Characteristics of patients with CRC and PDM
Table 1 summarizes the clinical data from the 4 CRC patients with PDM. Age; body mass index (BMI); ASA-PS; tumor location; depth of tumor invasion; lymph node metastases; and serum CEA levels of the PDM cases (PDM group) did not differ significantly from those of CRC cases without PDM (control group). Meanwhile, sex differed significantly between 2 groups (control group versus PDM group: 50/56 versus 4/0, P = 0.016). No symptoms specific to PDM were observed, including digestive symptoms such as constipation, diarrhea, and body weight.
Factors affecting operative time
Operative time and blood loss of each group (control group/PDM group) were 339.5 ± 10.4 versus 566.3 ± 53.6 minutes (P < 0.0001) and 18.7 ± 12.4 versus 242.5 ± 64.1 mL (P = 0.0604), respectively. We conducted univariate and multivariate analysis of factors affecting operative time. Age (<75 versus ≥75 years); BMI (<25 versus ≥25); and ASA-PS (0, 1, 2/3) did not appear to influence operative time. According to the univariate analysis, sex (male versus female, F = 15.7, P = 0.0001); tumor location (colon versus rectum, F = 13.8, P = 0.0003); depth of tumor invasion [T1, T2/T3, T4 (the Japanese Classification of Colorectal Carcinoma, 8th edition22), F = 4.1, P = 0.045]; lymph node metastasis (negative versus positive, F = 4.22, P = 0.042); and PDM (control versus PDM group, F = 17.2, P < 0.0001) were factors significantly affecting operative time. According to the multivariate analysis, sex (F = 9.1, P = 0.0032); tumor location (F = 8.48, P = 0.0044); lymph node metastasis (F = 5.45, P = 0.022); and PDM (F = 12.3, P = 0.0007) were factors significantly influencing operative time (Table 2).
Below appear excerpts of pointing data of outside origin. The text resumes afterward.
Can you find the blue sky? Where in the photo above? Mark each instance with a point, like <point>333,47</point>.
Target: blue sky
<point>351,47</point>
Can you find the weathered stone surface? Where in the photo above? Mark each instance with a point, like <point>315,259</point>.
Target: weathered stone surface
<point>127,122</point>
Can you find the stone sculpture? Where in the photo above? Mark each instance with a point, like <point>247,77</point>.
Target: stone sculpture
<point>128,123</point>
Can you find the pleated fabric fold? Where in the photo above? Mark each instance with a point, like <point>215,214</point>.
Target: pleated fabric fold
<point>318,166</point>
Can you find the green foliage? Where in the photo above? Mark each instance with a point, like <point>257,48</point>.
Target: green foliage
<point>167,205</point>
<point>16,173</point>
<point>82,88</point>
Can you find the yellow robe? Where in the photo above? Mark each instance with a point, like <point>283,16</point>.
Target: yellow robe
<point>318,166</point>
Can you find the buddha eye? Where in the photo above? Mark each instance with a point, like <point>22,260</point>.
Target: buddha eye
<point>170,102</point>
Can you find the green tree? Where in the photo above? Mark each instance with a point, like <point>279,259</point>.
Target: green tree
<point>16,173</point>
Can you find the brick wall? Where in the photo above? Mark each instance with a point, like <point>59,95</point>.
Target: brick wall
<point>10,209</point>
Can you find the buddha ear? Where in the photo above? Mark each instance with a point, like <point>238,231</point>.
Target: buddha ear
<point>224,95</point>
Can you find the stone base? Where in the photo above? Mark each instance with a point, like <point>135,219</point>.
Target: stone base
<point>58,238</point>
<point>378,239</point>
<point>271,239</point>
Specific 3D vessel images of PDM
Retrospectively, we hypothesized that the ventrally branched left colic artery observed on the 3D image reconstructed from CT images (Fig. 2a)—which would be caused by a folded descending mesocolon—might be a specific diagnostic feature of PDM. As expected, in the control group, the left colic artery was seen to branch medially toward the lateral direction (Fig. 2b), except in 1 case with kyphosis. Using this feature as a diagnostic feature of PDM cases, sensitivity was 1.00 (4/4) and specificity was 0.9906 (105/106); the positive and negative predictive value was 0.80 (4/5) and 1.0 (105/105), respectively ([Kappa coefficient], K = 0.8842, P < 0.0001, Fisher's exact test, Table 3).
Discussion
Recently, laparoscopic surgery for CRC has been widely accepted. The significance of stylized techniques is thought to be critical; however, in some cases, these stylized techniques cannot be adopted due to obesity, severe adhesion, and/or previous radiation therapy.15–17 On the other hand, the impact of congenital anatomic anomalies on laparoscopic surgery for CRC has not been reported. Since the previously reported frequency of PDM was around 2.4%23 and the frequency of PDM in this study was 3.64% (4/100; 95% CI, 1.42%–8.98%), surgeons at high-volume centers would frequently encounter cases with PDM and should be aware of this anomaly and its implications.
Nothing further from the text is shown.